When applying these functions, we can also use other gMatrix objects as co-(named) arguments to $transform. Again, these other arguments don’t have to be the same dimension / binsize as the current object - will be “coordinate aligned” prior to evaluation. In addition to gMatrix
arguments, we can use other data types as arguments which will just just be fed “as is” to the function.
We can use $transform
in this way to score the deviations from a model, i.e. identify “outlier pixels”. To compute a P value from poisson model i.e. P(obs>=exp) via stats::ppois, we need to add the lower.tail P(obs>exp) to the density of P(obs ==exp). This can be done very simply using a combination of $transform and standard gMatrix
arithmetic ops.
gm.pval = gm.test$transform(ppois, lambda = gmp, lower.tail = TRUE) + gm.test$transform(
dpois, lambda = gmp)
WE can use a similar expression to compute an FDR across all tested pixels / bin pairs.
gm.fdr = gm.pval$transform(p.adjust, method = 'BH')
We plot these FDR outliers in log space. These will show that our (simple) model is not doing a great job modeling long distance interactions. Adding covariates and/or dealing with nonlinearities in the relationship between distance and contacts proability will improve the fit.
plot((-log(gm.fdr))$gtrack('-log10(FDR)'), '1')
GxG allows modeling of genomic matrices (i.e. gMatrix
objects) as well as pairwise genomic features (i.e. gPair
objects). The latter can be used to represent specific 3D genomic features (e.g. TADs, loops, stripes, and anchors) and simulate gMatrix
data by adapting standard R
stats
packages.
We begin by generating some random intervals
## define a GRanges in the genome)
win = GRanges('1:1-1e6');
## randomly sample some breakpoints
set.seed(12)
breaks = gr.sample(win, 10, 1)
## define segments around those breakpoints
segs = setdiff(win, breaks);
A gPair
object is made from a GRanges
or a pair of (equally sized) GRanges
objects. It can be instantiated via the gP
constructor.
gPair
objects are vectorized and subsettable, where each item represents a pair of (strandless) GRanges
.
## these two constructors are equivalent and represent self self pairings
gp = gP(segs)
gp = gP(segs, segs)
## these permuted represent self non self pairings
gpp = gP(segs, sample(segs))
gpp[1:2]
## GxG 2019-02-16 08:33:09: gPair Object containing 2 pairs.
## gr1 gr2
## 1: 1:1-8323 1:69361-169346
## 2: 1:8325-22876 1:641665-817773
Implicit in each gPair is a GRangesList accessible via $grl.
head(gpp$grl)
## GRangesList object of length 6:
## $1
## GRanges object with 2 ranges and 0 metadata columns:
## seqnames ranges strand
## <Rle> <IRanges> <Rle>
## [1] 1 1-8323 *
## [2] 1 69361-169346 *
##
## $2
## GRanges object with 2 ranges and 0 metadata columns:
## seqnames ranges strand
## [1] 1 8325-22876 *
## [2] 1 641665-817773 *
##
## $3
## GRanges object with 2 ranges and 0 metadata columns:
## seqnames ranges strand
## [1] 1 22878-33894 *
## [2] 1 33896-69359 *
##
## ...
## <3 more elements>
## -------
## seqinfo: 1 sequence from an unspecified genome
We can visualize these gPair
objects using gTrack
via the $gt
active binding or the $gtrack
method.
plot(c(gp$gtrack(name = 'og'), gpp$gtrack(name = 'permuted')), win)

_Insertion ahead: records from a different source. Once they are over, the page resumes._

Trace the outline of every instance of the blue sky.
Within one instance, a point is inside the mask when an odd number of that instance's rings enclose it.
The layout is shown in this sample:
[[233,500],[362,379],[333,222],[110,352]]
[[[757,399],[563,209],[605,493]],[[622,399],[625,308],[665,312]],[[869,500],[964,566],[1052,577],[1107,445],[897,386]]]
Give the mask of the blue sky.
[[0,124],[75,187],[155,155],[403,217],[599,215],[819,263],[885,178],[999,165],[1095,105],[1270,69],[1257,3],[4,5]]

We can instantiate a gMatrix
from a gPair
, where each gPair
item represents a “contact” which is assigned a default weight of1
gm = gM(gp)
We can modulate the weights assigned to each gPair
by setting a metadata field during instantiation by gP
and then using that field as a weight in the downsream gM
call.
We can use the $set method to set one or more metadata columns of gp.
## using
gp$set(myfield = runif(length(gp)))
## alternatively, via the gP instantiator
gp = gP(segs, meta = data.table(myfield = runif(length(segs))))
## then we define a gMatrix specifying the field "myfield" to use as a weight
gm2 = gM(gp, field = 'myfield')
plot(c(gm$gtrack(name = 'unweighted'), gm2$gtrack(name = 'weighted')), win)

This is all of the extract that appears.